Abstract
Several studies have shown that the Poisson-lognormal (PLN) offers a better alternative compared to the Poisson-gamma (PG) when data are skewed while the PG is a more reliable option otherwise. However, it is not explicitly clear when the analyst needs to shift from the PG to the PLN – or vice versa. In addition, so far, the comparison has usually been accomplished using the goodness-of-fit statistics or statistical tests. Such metrics rarely give any intuitions into why a specific distribution or model is preferred over another. This paper addresses these topics by (1) designing characteristics-based heuristics to select a distribution between the PG and PLN, and (2) prioritizing the most important summary statistics to select a distribution between these two options. The results show that the kurtosis and percentage-of-zeros of data are among the most important summary statistics needed to distinguish between these two options.
Acknowledgements
The authors would like to thank the Safe-D UTC center for their support throughout the completion of this research.
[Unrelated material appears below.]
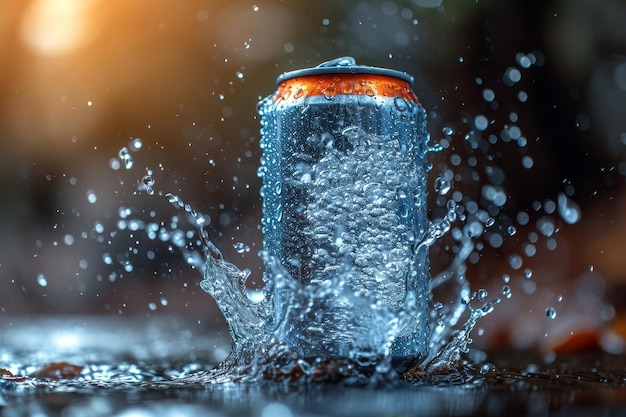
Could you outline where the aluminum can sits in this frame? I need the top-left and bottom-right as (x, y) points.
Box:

We also would like to thank Dr. Soma Dhavala for sharing his valuable insights and comments with us. [Disclaimer: The contents of this paper reflect the views of the authors, who are responsible for the facts and the accuracy of the information presented herein. This document is disseminated in the interest of information exchange. The research was funded partially or entirely by a grant from the U.S. Department of Transportation's University Transportation Centers Program. However, the U.S. Government assumes no liability for the contents or use thereof.]
Disclosure statement
No potential conflict of interest was reported by the authors.
Notes
1 The goodness of logic terminology was first used in the work of Miaou and Lord (Citation2003). The term implies that researchers and analysts should not solely select a model over another based on goodness of fit measures, but that they also need to look at the logic behind the selection of the ‘best model.’ More specifically, the model should appropriately characterize the crash generation process via the selected distribution, the functional form linking the number of crashes to the explanatory variables and how it relates to the boundary conditions.
2 We assumed that the mean of crash data varies from 0.1 to 20 in our simulation protocol. It is worth pointing out that there are instances that we may have a larger mean for crash data. However, in those situations, our analysis showed that the difference between using the Poisson-gamma and the Poisson-lognormal would become negligible and both will perform similarly when modelling data.